Late last month U.S. District Judge Beth Labson Freeman granted a preliminary nationwide injunction in a lawsuit filed by LGBT rights groups in the Northern District of California, saying the groups were likely to prevail on their First Amendment claims.
“Plaintiffs have demonstrated a likelihood of success in proving violations of their constitutional rights,” Freeman wrote in a 34-page order. “Moreover, as the government itself acknowledges, the work Plaintiffs perform is extremely important to historically underserved communities.”
In guidance issued by the Labor Department on Monday, the Office of Federal Contract Compliance Programs will stop investigating any agency or contractor suspected of violating the executive order and will take no enforcement action. A hotline set up to collect complaints will no longer be used.

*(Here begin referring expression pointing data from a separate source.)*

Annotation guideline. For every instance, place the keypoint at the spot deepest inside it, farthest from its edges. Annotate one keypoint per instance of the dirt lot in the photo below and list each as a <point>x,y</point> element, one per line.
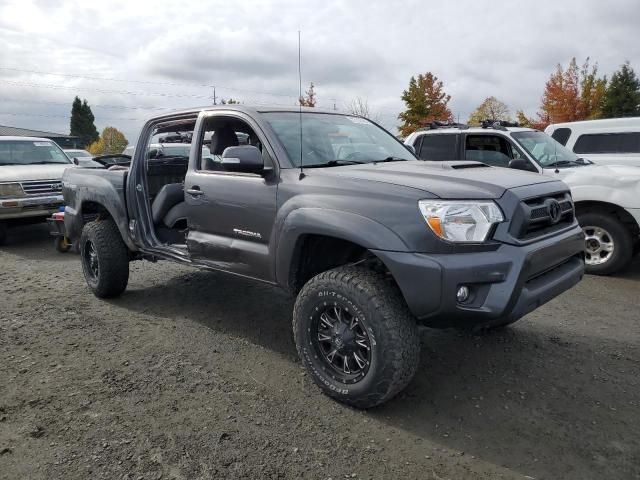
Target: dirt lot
<point>194,375</point>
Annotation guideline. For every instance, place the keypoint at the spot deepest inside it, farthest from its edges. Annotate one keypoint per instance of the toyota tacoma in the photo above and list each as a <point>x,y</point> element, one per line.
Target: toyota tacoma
<point>333,208</point>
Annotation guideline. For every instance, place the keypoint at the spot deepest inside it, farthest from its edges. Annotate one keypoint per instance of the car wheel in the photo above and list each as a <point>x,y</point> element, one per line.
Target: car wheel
<point>105,258</point>
<point>356,336</point>
<point>608,243</point>
<point>61,244</point>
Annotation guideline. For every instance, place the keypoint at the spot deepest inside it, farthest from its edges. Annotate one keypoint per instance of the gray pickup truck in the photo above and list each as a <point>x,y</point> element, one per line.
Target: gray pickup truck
<point>333,208</point>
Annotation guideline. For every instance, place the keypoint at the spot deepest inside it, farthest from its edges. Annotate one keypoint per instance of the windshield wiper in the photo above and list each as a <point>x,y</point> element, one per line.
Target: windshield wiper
<point>390,159</point>
<point>334,163</point>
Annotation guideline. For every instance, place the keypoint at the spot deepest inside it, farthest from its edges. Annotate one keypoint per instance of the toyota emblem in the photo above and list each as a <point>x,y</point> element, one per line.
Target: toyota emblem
<point>554,210</point>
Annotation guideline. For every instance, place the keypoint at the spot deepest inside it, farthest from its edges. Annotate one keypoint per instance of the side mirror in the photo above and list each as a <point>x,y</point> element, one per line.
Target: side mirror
<point>245,158</point>
<point>521,164</point>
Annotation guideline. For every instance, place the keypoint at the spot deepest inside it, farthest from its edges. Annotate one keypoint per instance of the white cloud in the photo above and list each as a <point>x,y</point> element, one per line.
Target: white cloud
<point>350,48</point>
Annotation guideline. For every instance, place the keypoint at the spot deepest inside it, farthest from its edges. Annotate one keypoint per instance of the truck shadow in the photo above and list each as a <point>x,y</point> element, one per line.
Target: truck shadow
<point>534,398</point>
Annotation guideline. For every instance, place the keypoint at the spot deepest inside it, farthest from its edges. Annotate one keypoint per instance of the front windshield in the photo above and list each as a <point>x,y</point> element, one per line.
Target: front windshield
<point>329,139</point>
<point>31,152</point>
<point>544,149</point>
<point>77,153</point>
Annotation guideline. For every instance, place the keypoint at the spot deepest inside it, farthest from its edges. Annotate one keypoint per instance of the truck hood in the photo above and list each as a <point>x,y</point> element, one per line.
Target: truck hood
<point>20,173</point>
<point>451,180</point>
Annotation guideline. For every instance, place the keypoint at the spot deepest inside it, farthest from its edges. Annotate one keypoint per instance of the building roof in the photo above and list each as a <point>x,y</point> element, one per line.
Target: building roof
<point>25,132</point>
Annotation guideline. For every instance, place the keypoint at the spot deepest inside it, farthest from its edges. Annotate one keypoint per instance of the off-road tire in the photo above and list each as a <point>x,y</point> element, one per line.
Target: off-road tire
<point>622,239</point>
<point>392,329</point>
<point>112,257</point>
<point>61,244</point>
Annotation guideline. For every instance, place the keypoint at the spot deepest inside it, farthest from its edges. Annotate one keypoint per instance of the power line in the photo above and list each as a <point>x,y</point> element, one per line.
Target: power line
<point>93,105</point>
<point>67,116</point>
<point>147,82</point>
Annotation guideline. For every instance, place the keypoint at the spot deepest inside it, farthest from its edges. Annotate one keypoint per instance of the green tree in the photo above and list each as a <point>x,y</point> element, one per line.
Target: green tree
<point>309,98</point>
<point>622,97</point>
<point>490,109</point>
<point>426,101</point>
<point>111,141</point>
<point>82,122</point>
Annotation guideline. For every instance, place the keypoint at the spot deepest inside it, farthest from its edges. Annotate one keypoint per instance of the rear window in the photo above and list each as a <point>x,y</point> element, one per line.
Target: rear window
<point>608,143</point>
<point>561,135</point>
<point>438,147</point>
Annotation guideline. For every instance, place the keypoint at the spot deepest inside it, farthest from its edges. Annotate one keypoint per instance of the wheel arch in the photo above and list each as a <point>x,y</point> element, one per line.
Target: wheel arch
<point>588,206</point>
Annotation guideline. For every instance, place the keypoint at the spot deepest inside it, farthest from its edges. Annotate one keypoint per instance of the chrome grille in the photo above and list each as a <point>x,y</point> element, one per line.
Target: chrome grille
<point>42,187</point>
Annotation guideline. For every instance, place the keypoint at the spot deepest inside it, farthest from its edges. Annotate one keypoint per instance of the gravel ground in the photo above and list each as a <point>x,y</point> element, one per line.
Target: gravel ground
<point>193,374</point>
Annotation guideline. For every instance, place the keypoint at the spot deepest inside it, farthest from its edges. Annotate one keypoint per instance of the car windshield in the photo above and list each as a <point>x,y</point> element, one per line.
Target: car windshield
<point>31,152</point>
<point>545,150</point>
<point>329,140</point>
<point>77,153</point>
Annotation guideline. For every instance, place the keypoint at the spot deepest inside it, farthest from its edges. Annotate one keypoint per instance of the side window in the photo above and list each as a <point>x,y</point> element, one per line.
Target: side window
<point>490,149</point>
<point>219,133</point>
<point>439,147</point>
<point>608,143</point>
<point>561,135</point>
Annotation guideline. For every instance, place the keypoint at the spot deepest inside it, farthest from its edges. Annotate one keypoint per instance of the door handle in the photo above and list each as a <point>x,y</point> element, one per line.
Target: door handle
<point>195,191</point>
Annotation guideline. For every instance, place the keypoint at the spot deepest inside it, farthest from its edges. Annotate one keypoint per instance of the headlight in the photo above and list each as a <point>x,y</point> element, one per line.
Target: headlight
<point>461,220</point>
<point>11,190</point>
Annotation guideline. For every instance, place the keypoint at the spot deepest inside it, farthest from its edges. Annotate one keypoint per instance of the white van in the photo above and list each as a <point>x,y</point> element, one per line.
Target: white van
<point>613,141</point>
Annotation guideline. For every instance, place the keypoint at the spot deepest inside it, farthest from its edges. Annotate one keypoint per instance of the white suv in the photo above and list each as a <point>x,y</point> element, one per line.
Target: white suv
<point>614,141</point>
<point>30,180</point>
<point>607,197</point>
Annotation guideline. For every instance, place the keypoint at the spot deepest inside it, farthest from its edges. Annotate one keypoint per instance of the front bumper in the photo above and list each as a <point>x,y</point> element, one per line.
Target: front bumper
<point>24,207</point>
<point>505,284</point>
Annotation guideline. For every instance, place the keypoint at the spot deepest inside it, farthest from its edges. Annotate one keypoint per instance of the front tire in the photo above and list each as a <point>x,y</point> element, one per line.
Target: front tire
<point>355,335</point>
<point>61,244</point>
<point>105,258</point>
<point>608,243</point>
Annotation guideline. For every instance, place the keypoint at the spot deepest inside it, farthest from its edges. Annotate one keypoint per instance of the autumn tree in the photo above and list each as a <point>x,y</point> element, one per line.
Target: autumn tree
<point>111,141</point>
<point>309,98</point>
<point>426,101</point>
<point>571,94</point>
<point>360,106</point>
<point>82,122</point>
<point>622,97</point>
<point>490,109</point>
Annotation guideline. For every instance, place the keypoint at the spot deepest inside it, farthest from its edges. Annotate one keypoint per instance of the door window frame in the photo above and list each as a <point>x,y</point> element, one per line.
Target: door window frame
<point>196,149</point>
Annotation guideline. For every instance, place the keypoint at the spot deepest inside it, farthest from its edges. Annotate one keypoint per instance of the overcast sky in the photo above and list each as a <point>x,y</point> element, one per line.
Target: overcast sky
<point>168,54</point>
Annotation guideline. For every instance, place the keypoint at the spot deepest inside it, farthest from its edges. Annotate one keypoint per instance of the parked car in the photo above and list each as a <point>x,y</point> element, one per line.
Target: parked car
<point>371,240</point>
<point>30,180</point>
<point>607,198</point>
<point>612,141</point>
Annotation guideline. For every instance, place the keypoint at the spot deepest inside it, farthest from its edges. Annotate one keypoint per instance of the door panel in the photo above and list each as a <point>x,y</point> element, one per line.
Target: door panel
<point>230,221</point>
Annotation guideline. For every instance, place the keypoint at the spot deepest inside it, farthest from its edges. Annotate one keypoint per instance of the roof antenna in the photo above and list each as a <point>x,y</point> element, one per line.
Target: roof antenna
<point>300,104</point>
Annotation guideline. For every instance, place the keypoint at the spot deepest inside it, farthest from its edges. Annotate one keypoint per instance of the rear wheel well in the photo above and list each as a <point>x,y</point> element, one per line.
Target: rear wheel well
<point>92,211</point>
<point>315,254</point>
<point>610,209</point>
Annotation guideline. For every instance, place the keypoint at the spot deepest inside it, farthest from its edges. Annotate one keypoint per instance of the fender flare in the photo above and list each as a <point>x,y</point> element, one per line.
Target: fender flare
<point>338,224</point>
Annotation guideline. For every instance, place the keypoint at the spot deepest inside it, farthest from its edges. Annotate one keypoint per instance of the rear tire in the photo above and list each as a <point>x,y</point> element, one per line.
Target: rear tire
<point>608,243</point>
<point>105,258</point>
<point>364,318</point>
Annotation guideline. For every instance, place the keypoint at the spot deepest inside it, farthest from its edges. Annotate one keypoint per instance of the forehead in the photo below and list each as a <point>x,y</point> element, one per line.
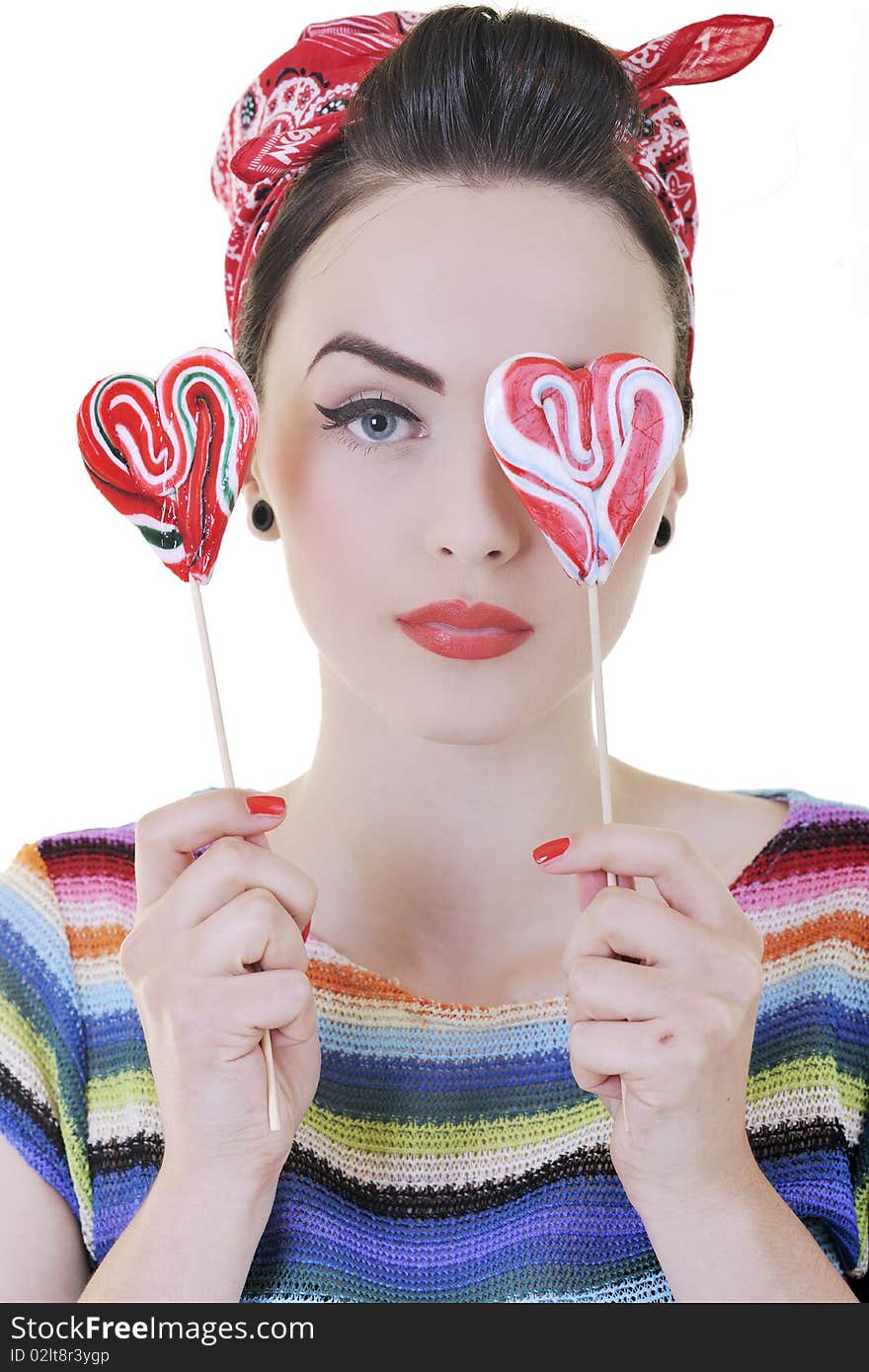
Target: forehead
<point>463,277</point>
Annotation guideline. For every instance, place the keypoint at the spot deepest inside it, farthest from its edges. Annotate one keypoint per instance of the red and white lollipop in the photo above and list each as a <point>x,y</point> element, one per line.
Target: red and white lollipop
<point>172,457</point>
<point>585,450</point>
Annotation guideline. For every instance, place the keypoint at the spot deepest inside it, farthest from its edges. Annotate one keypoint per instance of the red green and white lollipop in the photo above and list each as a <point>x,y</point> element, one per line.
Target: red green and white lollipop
<point>172,457</point>
<point>172,454</point>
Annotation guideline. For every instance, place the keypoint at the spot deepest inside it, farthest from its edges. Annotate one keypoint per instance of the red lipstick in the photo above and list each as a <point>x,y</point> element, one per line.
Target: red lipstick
<point>452,629</point>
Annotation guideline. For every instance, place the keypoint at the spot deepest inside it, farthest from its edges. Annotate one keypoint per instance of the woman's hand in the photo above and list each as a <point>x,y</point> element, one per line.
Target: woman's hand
<point>677,1026</point>
<point>200,925</point>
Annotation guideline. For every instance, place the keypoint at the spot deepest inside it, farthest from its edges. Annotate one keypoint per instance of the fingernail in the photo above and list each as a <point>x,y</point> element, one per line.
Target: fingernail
<point>266,804</point>
<point>552,850</point>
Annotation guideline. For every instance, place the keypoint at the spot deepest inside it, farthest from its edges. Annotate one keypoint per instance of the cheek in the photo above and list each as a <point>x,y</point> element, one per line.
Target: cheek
<point>340,545</point>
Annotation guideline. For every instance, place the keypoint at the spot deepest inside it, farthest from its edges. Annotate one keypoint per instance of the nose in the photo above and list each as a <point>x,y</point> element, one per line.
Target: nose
<point>474,513</point>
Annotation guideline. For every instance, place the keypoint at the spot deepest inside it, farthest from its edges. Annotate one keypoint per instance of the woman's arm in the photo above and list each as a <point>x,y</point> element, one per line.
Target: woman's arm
<point>191,1239</point>
<point>674,1026</point>
<point>741,1244</point>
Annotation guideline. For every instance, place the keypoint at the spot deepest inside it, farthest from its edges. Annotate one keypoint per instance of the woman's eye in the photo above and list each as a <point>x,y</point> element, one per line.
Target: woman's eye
<point>379,421</point>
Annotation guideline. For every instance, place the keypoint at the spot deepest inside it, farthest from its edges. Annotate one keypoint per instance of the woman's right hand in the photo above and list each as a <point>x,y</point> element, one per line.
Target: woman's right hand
<point>199,925</point>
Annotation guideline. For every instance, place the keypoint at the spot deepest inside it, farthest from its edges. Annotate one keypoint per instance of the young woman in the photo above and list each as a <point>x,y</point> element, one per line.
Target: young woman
<point>452,1036</point>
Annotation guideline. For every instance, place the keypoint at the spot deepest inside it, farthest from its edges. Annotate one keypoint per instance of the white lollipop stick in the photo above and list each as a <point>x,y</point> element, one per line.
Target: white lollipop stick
<point>228,781</point>
<point>602,757</point>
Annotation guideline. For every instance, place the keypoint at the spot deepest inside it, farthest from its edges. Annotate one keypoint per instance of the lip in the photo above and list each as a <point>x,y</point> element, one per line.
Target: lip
<point>450,629</point>
<point>459,615</point>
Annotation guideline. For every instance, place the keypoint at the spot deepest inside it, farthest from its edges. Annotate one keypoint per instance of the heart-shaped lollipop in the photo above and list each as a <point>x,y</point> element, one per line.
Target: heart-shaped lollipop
<point>172,456</point>
<point>584,450</point>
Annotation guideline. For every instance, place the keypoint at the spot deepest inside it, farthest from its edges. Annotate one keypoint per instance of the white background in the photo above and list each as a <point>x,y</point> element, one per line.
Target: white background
<point>745,663</point>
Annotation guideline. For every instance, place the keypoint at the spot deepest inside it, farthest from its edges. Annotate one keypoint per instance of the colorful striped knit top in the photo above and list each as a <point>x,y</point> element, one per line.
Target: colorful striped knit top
<point>447,1153</point>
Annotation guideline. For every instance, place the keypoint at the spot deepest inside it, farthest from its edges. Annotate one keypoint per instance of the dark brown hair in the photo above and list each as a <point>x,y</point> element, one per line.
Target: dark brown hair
<point>477,99</point>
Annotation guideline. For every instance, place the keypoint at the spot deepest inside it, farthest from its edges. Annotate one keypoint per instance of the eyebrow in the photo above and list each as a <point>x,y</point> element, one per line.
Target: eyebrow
<point>390,361</point>
<point>384,357</point>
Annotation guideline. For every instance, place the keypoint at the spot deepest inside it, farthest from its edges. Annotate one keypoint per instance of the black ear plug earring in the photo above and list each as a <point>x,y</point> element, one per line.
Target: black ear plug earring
<point>263,514</point>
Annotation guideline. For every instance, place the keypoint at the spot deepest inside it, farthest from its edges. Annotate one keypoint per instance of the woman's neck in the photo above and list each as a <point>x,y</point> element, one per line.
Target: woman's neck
<point>419,847</point>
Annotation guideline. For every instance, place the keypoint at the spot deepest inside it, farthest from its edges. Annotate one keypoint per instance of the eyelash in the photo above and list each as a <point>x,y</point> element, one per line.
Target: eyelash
<point>358,408</point>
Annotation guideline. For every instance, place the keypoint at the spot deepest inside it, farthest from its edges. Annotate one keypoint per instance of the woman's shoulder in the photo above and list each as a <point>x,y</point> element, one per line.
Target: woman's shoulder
<point>822,844</point>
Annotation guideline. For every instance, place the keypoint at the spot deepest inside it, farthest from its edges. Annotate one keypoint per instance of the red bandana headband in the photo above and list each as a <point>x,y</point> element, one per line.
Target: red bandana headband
<point>298,103</point>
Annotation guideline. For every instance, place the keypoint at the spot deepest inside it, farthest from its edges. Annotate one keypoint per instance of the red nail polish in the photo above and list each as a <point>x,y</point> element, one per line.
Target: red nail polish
<point>552,850</point>
<point>266,804</point>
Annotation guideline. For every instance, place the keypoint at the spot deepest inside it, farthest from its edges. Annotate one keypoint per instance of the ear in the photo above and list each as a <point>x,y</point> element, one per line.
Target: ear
<point>679,483</point>
<point>253,490</point>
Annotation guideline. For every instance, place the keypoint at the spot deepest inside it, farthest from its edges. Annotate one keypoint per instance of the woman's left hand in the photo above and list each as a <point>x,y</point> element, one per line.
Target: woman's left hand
<point>677,1026</point>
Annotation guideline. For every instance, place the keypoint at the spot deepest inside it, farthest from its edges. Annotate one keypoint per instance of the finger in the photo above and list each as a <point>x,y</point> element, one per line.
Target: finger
<point>168,837</point>
<point>227,869</point>
<point>252,929</point>
<point>612,1047</point>
<point>682,877</point>
<point>601,988</point>
<point>590,882</point>
<point>623,924</point>
<point>278,999</point>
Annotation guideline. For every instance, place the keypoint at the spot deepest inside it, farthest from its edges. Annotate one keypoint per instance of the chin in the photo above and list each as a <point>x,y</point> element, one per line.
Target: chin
<point>453,722</point>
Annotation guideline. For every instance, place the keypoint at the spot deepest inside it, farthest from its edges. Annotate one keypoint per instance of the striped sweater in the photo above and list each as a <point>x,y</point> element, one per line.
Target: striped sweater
<point>447,1153</point>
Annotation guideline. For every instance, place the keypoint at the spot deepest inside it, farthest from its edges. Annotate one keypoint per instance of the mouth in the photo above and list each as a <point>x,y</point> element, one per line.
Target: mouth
<point>450,629</point>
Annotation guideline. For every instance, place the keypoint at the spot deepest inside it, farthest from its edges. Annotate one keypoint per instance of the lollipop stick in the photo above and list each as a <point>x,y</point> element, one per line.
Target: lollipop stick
<point>228,781</point>
<point>602,757</point>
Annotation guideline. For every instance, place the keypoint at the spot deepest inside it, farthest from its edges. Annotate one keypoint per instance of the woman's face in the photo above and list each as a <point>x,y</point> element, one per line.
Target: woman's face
<point>407,503</point>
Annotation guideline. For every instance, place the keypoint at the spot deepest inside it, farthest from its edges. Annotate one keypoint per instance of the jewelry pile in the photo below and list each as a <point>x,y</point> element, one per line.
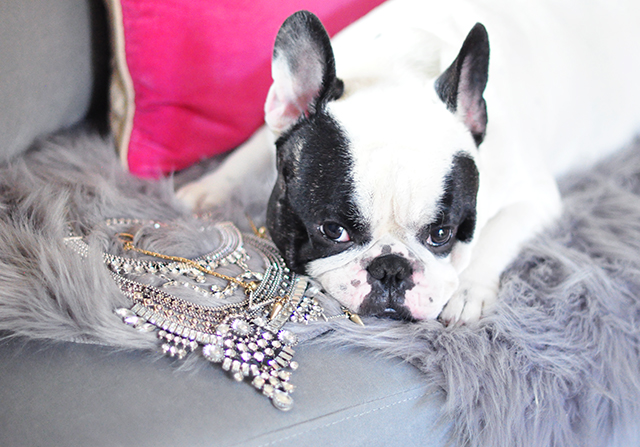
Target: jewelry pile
<point>241,330</point>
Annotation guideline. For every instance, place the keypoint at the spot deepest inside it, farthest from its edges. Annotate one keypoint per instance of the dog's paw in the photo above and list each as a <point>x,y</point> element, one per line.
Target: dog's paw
<point>468,303</point>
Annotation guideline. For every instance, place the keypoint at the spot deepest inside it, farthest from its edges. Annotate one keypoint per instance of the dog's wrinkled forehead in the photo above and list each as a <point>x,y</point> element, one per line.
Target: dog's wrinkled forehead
<point>405,149</point>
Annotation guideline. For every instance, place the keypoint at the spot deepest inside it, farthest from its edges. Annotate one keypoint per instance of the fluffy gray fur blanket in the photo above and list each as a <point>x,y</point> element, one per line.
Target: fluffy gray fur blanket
<point>556,364</point>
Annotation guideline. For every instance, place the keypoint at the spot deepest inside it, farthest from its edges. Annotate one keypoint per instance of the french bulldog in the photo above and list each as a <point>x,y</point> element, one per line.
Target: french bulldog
<point>409,163</point>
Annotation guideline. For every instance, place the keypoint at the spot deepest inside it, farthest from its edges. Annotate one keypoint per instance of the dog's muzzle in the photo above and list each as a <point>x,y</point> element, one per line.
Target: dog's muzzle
<point>390,277</point>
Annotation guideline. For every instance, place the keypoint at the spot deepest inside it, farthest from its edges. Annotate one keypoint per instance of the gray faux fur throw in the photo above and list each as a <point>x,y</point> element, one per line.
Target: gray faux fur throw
<point>556,364</point>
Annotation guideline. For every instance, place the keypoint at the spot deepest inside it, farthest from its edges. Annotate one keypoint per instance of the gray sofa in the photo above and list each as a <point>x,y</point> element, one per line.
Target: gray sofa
<point>54,74</point>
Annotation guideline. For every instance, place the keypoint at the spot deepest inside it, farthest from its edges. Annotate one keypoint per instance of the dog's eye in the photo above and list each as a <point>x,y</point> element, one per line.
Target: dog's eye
<point>335,232</point>
<point>439,236</point>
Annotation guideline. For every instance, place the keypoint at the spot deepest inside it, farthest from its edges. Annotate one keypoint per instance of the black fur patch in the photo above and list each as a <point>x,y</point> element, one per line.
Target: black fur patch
<point>457,207</point>
<point>315,185</point>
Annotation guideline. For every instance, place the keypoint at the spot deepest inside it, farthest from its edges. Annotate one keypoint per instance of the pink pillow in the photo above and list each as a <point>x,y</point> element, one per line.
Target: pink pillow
<point>191,76</point>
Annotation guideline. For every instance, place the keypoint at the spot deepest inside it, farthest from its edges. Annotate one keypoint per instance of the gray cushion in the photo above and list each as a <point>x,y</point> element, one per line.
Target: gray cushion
<point>85,395</point>
<point>45,69</point>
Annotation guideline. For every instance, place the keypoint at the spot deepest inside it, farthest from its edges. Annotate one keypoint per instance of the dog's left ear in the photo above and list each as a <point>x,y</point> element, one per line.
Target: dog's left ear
<point>303,71</point>
<point>461,85</point>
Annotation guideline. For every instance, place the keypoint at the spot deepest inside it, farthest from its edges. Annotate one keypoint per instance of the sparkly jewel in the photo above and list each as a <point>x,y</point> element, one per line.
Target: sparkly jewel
<point>246,337</point>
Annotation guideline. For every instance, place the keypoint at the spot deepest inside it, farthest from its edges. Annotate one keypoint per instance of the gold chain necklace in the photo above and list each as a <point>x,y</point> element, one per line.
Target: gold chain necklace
<point>128,245</point>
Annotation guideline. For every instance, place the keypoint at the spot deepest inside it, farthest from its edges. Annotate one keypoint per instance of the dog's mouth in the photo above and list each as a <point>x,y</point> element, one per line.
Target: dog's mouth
<point>401,314</point>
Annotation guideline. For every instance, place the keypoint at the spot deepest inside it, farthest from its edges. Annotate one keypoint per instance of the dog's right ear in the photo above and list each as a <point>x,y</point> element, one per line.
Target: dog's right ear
<point>461,86</point>
<point>303,71</point>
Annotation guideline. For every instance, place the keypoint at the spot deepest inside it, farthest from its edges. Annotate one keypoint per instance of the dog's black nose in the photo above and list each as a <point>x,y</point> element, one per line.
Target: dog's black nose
<point>390,278</point>
<point>390,270</point>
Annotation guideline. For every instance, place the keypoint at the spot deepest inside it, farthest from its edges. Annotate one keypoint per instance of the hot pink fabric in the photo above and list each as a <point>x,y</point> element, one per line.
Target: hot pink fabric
<point>201,72</point>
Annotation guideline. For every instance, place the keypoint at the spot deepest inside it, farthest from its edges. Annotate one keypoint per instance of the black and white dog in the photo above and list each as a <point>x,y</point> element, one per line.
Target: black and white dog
<point>397,186</point>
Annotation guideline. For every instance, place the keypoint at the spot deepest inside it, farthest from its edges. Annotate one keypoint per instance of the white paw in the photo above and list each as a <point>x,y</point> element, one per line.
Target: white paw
<point>468,303</point>
<point>201,194</point>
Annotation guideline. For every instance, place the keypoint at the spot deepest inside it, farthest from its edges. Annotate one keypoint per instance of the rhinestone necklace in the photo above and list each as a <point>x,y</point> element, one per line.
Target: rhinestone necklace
<point>245,335</point>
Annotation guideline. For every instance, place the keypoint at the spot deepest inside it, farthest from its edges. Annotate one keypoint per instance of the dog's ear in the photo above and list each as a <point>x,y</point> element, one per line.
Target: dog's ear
<point>461,85</point>
<point>303,71</point>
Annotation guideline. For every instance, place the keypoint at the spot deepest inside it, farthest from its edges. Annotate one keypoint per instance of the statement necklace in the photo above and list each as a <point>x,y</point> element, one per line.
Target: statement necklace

The department “is fully complying with the preliminary injunction,” a Labor Department spokesperson told USA TODAY.
Trump’s executive order was seen by critics as a broadside against diversity and inclusion programs seeking to reverse patterns of discrimination and exclusion going back decades. The incoming Joe Biden administration is widely expected to scrap it.
Trump’s executive order, which affected government agencies, Fortune 500 companies, educational institutions, nonprofits and any others that have federal contracts or plan to apply for them, had an almost immediate chilling effect on reinvigorated efforts to address racial disparities in the workplace after the death of George Floyd, a Black man, under the knee of white officer in Minneapolis in May.
Democrats had called on the federal government to back off the order, calling it a political stunt. Bob Menendez, D-N.J.; Sherrod Brown, D-Ohio; Elizabeth Warren, D-Mass.; and 18 other senators sent a letter opposing the implementation of the executive order, saying it stifles “much-needed efforts in our states to reduce racial and sex-based discrimination.”
The executive order’s stated goal was “to combat offensive and anti-American race and sex stereotyping and scapegoating.”
The Labor Department previously told USA TODAY the elimination of “race and sex stereotyping and scapegoating in employment” was “a key civil rights priority of the Trump Administration.”
The target of Trump’s executive order was critical race theory, which teaches that racism pervades government and other American institutions, giving white people an advantage.